N-ERGIEHeizkraftwerk wird um Batteriespeicher erweitert

Die zusätzliche Batterie soll insbesondere das Zusammenspiel zwischen Wärmespeicher und Heizkraftwerk verbessern.
(Bildquelle: N‑ERGIE/Claus Felix)
Das Unternehmen N-ERGIE hat mit dem Bau eines weiteren Speichers auf dem Gelände ihres Heizkraftwerks in Nürnberg-Sandreuth begonnen.
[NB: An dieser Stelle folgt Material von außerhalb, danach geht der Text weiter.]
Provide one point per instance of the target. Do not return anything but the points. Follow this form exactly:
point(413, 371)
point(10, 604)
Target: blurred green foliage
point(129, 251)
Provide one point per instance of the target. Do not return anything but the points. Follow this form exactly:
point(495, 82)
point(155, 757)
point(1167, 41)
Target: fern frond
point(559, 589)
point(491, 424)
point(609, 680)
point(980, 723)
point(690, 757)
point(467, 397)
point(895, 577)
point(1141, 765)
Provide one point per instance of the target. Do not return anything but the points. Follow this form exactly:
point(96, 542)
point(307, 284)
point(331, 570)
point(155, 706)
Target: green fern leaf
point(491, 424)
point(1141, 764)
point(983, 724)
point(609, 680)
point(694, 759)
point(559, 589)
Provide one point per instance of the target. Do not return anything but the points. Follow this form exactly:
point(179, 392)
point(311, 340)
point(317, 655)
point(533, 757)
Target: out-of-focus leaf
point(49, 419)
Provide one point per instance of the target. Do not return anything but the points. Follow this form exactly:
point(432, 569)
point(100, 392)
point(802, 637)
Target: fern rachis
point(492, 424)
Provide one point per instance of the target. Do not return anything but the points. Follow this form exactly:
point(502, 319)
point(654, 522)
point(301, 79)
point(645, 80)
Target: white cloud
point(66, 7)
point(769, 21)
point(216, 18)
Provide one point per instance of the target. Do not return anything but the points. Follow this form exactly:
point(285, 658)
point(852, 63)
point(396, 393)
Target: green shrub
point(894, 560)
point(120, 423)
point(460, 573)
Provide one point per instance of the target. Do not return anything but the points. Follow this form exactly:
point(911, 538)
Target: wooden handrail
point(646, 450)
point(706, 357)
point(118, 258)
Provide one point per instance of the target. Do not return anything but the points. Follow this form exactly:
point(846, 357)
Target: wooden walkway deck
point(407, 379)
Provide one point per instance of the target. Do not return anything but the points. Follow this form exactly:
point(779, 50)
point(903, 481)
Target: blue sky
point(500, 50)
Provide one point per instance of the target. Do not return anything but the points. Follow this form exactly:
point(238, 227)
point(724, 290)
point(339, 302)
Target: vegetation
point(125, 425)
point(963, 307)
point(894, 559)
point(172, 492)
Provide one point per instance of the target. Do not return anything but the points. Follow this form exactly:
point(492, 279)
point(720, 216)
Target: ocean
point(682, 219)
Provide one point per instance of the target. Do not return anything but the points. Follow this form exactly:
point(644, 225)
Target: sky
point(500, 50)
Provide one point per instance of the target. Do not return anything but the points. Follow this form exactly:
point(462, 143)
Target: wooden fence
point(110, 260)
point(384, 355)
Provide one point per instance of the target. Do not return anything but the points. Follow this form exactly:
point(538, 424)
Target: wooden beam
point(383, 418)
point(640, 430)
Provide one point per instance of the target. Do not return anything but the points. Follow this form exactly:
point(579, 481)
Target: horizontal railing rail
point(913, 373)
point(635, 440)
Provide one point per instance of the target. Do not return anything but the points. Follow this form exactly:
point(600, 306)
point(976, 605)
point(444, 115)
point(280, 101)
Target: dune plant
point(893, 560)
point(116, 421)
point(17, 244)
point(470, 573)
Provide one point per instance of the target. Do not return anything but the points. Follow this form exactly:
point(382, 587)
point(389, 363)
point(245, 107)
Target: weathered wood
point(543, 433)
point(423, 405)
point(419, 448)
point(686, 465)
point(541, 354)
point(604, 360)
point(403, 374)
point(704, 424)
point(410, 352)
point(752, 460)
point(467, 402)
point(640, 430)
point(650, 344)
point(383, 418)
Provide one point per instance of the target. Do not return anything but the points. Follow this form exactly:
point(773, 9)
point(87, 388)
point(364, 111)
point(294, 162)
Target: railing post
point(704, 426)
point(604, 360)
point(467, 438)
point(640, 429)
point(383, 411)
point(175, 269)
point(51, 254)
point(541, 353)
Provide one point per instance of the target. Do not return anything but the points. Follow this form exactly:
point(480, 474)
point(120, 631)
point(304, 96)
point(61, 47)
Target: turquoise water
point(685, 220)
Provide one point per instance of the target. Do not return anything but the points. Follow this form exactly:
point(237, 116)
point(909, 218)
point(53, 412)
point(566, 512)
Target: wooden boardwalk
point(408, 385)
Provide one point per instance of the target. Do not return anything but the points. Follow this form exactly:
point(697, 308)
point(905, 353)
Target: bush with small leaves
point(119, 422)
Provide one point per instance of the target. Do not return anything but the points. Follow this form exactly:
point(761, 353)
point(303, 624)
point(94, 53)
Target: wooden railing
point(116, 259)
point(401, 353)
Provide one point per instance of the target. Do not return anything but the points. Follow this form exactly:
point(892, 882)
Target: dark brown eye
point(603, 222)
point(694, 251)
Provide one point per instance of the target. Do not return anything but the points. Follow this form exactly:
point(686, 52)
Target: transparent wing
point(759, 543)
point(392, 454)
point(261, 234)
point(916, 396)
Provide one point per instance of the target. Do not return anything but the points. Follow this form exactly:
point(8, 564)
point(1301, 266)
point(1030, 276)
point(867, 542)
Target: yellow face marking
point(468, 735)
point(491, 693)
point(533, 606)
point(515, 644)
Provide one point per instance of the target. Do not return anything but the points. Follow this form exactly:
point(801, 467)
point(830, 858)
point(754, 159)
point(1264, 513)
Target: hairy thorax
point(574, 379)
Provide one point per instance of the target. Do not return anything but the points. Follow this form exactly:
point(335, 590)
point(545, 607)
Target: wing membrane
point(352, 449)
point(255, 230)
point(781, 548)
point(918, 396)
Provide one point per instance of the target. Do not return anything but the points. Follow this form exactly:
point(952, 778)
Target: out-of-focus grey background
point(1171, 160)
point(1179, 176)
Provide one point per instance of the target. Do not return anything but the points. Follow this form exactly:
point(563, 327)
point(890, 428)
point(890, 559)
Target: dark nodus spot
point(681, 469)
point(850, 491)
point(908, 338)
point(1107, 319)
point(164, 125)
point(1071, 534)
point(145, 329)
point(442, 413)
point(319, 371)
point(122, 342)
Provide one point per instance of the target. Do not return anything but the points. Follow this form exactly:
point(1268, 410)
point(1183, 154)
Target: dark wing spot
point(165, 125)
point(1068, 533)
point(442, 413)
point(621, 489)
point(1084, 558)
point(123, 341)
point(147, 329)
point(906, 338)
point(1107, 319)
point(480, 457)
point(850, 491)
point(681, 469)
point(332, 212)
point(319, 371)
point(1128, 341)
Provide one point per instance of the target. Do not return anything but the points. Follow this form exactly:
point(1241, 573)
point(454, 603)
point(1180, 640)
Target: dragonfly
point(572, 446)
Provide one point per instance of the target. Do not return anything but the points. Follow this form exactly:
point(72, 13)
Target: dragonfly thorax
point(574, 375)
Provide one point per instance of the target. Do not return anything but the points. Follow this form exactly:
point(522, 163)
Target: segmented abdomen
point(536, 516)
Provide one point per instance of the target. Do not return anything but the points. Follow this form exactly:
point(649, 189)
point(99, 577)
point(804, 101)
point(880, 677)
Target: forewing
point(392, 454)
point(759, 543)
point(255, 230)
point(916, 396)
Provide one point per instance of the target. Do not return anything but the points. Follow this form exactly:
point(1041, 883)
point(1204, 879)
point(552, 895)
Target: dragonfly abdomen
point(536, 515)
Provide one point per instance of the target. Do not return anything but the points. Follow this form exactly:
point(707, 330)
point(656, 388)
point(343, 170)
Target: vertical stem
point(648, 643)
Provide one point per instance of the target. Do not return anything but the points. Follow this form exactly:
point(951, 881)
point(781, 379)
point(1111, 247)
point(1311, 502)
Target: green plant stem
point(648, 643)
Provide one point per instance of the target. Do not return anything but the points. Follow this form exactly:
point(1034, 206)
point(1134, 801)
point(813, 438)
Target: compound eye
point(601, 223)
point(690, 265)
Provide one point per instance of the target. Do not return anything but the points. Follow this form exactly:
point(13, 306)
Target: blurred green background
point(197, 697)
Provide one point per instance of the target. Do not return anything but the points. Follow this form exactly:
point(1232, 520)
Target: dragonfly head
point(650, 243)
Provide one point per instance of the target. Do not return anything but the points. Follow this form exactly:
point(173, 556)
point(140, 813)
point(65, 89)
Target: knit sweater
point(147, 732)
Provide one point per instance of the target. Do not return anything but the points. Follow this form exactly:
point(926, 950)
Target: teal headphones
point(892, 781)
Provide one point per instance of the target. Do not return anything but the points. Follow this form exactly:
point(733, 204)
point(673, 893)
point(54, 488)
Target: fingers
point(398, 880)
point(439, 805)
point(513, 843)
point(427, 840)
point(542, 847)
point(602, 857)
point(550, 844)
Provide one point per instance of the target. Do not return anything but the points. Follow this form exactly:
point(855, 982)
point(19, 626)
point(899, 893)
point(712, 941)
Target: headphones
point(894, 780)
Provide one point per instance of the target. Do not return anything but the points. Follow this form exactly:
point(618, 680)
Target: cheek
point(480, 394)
Wie der Energieversorger mitteilt, soll die Batterieanlage dazu beitragen, das Heizkraftwerk angesichts eines wachsenden Anteils erneuerbarer Energien und schwankender Strompreise flexibel, zuverlässig und wirtschaftlich zu betreiben.
Der Kraftwerksspeicher entsteht auf einer rund 1.000 Quadratmeter großen Fläche und besteht aus sieben Batterie-Containern (wir berichteten). Nach Angaben von N-ERGIE verfügt die Anlage über eine Leistung von 15 Megawatt (MW) und eine Kapazität von 30 Megawattstunden (MWh). Die Inbetriebnahme ist für Mitte 2027 vorgesehen. Mit der Umsetzung wurde der Dresdner Speicher-Spezialist Tricera Energy beauftragt.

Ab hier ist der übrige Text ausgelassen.